For related articles and more information, please visit OCA’s Myth of Natural page.

While POM Wonderful’s Supreme Court victory over Coca-Cola doesn’t have any direct impact on the wave of consumer class action lawsuits over false advertising engulfing the trade, it still makes uncomfortable reading for regulatory affairs bosses at food and beverage companies, says attorneys.

David Biderman, a partner in Perkins Coie’s Consumer Class Action Defense practice, was speaking to FoodNavigator-USA after the Supreme Court said POM can sue Coke under the Lanham Act (unfair competition) for allegedly misleading consumers with its Minute Maid pomegranate blueberry juice labels – even if they comply with FDA regs (click HERE)

It was pretty stunning really

He said:
“This means that you have no safe harbor, no protection from this type of competitor lawsuit, even if your labels are fully compliant with very specific FDA labeling regulations, as was the case here [Coke complied with federal regulations governing juice labels].

“It was pretty stunning really.

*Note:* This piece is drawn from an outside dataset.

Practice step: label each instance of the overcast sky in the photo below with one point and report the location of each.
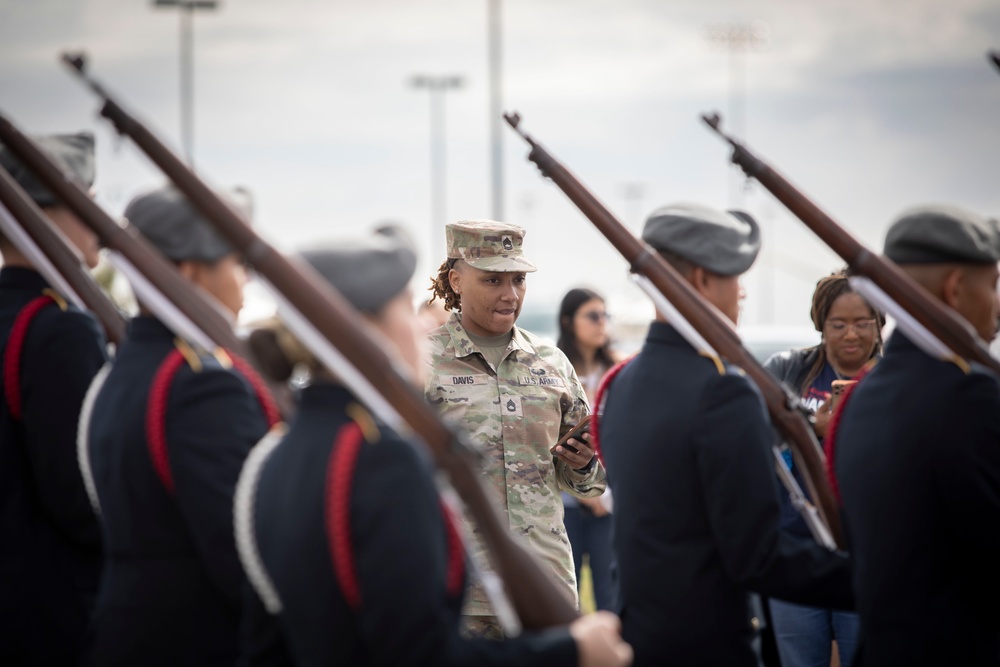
(869, 106)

They basically said, FDA [compliant]
or not, you’re fair game.”

Arnold Friede, senior food and drug attorney with Sandler, Travis & Rosenberg, P.A. in Miami, added:
“Wow. I’ve hardly ever seen a Supreme Court Opinion that was so clear, direct, and conclusive. Compliance with FDA labeling requirements becomes, in effect, a floor, and in no sense a ceiling.

“One key implication is that food companies must take care to consider the overall message communicated by the label as a whole and not merely stand on isolated aspects that might be compliant with FDA rules.”